I also went horseback riding, mostly because I liked to ride and loved the broad sweep of the Montana landscape, but also because I wanted to show that I wasn’t a cultural alien rural Americans couldn’t support. After the farm event, my advance man, Mort Engleberg, had asked one of our hosts what he thought of me. The farmer replied, “He’s all right. And he ain’t anything like they make him out to be.”

I heard that a lot in 1995, and just hoped I wouldn’t have to bring perception into line with reality one voter at a time.

Our ride got interesting when one of my Secret Service agents fell off his horse; the agent was unhurt, but the horse took off like a rocket across the open range. To the amazement of the press and the Montanans watching, my deputy chief of staff, Harold Ickes, rode off after the runaway steed at a blistering pace, chased him down, and returned him to his owner. Harold’s exploit seemed totally at odds with his image as a high-strung, urban, liberal activist. As a young man, he had worked on ranches out west, and he hadn’t forgotten how to ride.
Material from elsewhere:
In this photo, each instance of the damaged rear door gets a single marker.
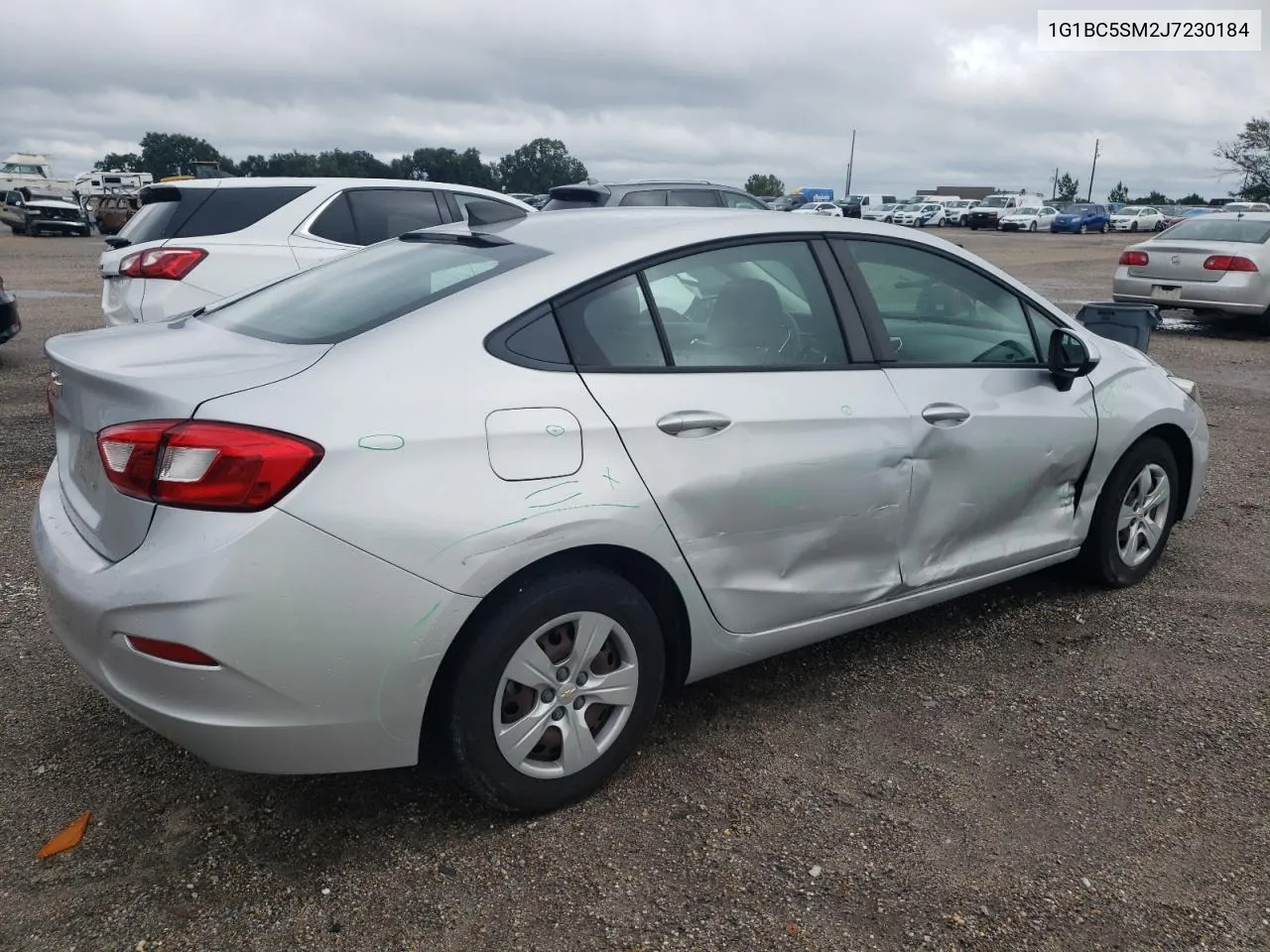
(779, 463)
(998, 451)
On June 5, Henry Cisneros and I unveiled a “National Homeownership Strategy” of one hundred things we were going to do to increase home ownership to two-thirds of the population. The big decline in the deficit had kept mortgage rates low even as the economy picked up, and in a couple of years, we would reach Henry’s goal for the first time in American history.
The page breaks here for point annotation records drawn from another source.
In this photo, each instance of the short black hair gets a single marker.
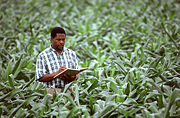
(56, 30)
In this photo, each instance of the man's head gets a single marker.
(58, 36)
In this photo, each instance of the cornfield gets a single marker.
(131, 49)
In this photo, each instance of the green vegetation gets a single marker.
(132, 49)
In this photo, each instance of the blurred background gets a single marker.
(131, 48)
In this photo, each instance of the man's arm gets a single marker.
(48, 77)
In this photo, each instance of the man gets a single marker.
(54, 60)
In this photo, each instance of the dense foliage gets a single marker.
(131, 47)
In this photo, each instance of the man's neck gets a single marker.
(59, 51)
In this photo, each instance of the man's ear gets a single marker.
(51, 39)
At the end of the first week of June, I vetoed my first bill, the $16 billion GOP rescission package, because it cut too much out of education, national service, and the environment, while leaving untouched unnecessary highway demonstration projects, courthouses, and other federal buildings that were pet projects of Republican members. They may have hated government in general, but, like most incumbents, they still wanted to spend themselves to reelection. I offered to work with the Republicans to cut even more spending, but said it would have to come out of pork-barrel projects and other nonessential spending, not investments in our children and our future. A couple of days later, I had another reason to fight for those investments, as Hillary’s brother Tony and his wife, Nicole, gave us a new nephew—Zachary Boxer Rodham.
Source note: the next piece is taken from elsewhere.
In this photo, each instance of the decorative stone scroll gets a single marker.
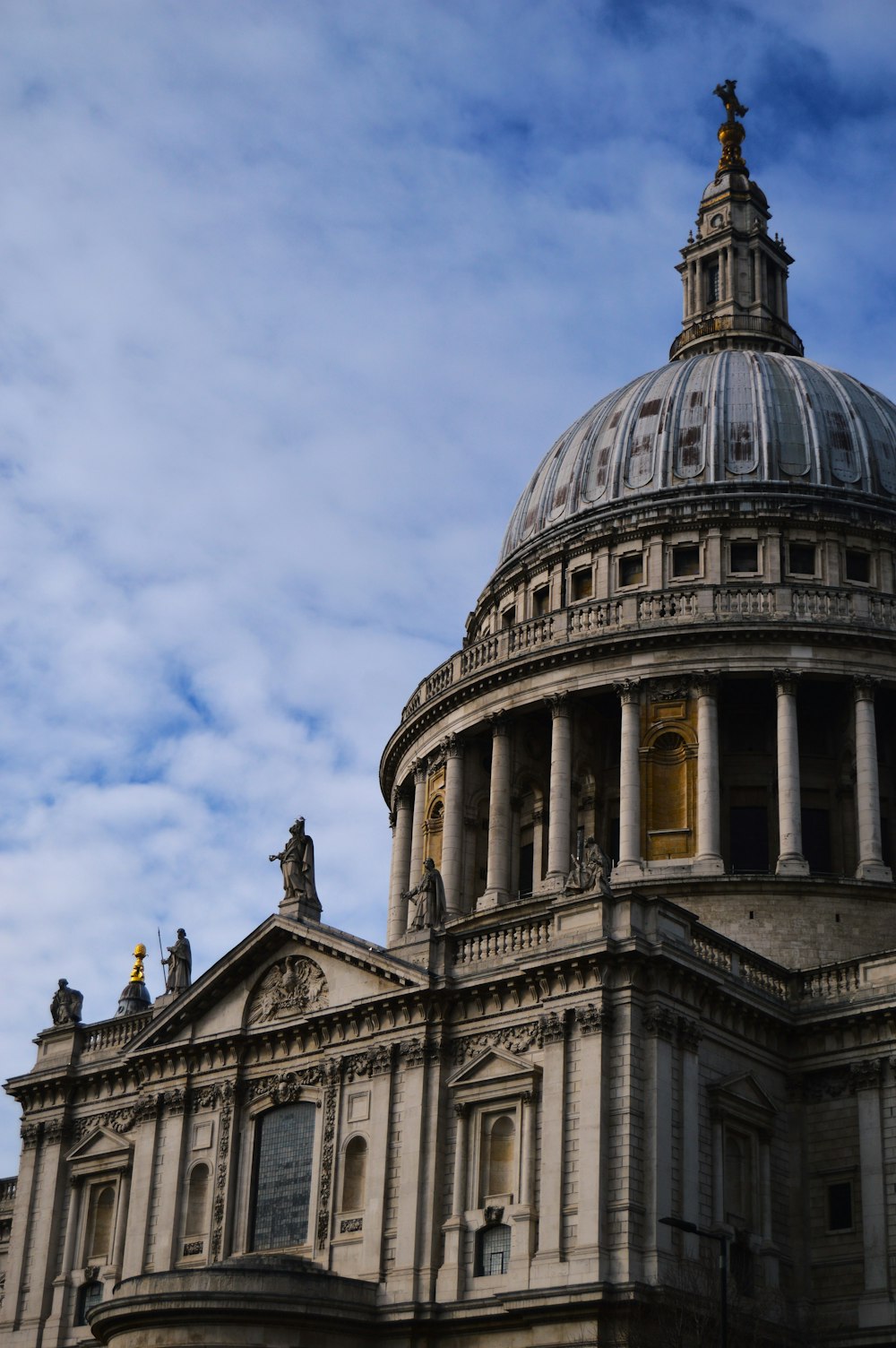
(291, 987)
(222, 1166)
(331, 1095)
(519, 1038)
I was still trying to find the right balance between confrontation and accommodation when I went to Claremont, New Hampshire, for a town meeting with Speaker Gingrich. I had said I thought it would be good for Newt to talk to people in New Hampshire as I had in 1992, and he took me up on it. We both made positive opening comments about the need for honest debate and cooperation rather than the kind of name-calling sound bites that make the evening news. Gingrich even joked that he had followed my campaign example by stopping at a Dunkin’ Donuts shop on the way to the meeting. In the course of answering questions from citizens, we agreed to work together for campaign finance reform, even shaking hands on it; talked about other areas where we saw eye to eye; had an interesting, civilized disagreement about health care; and disagreed about the utility of the United Nations and whether Congress should fund AmeriCorps.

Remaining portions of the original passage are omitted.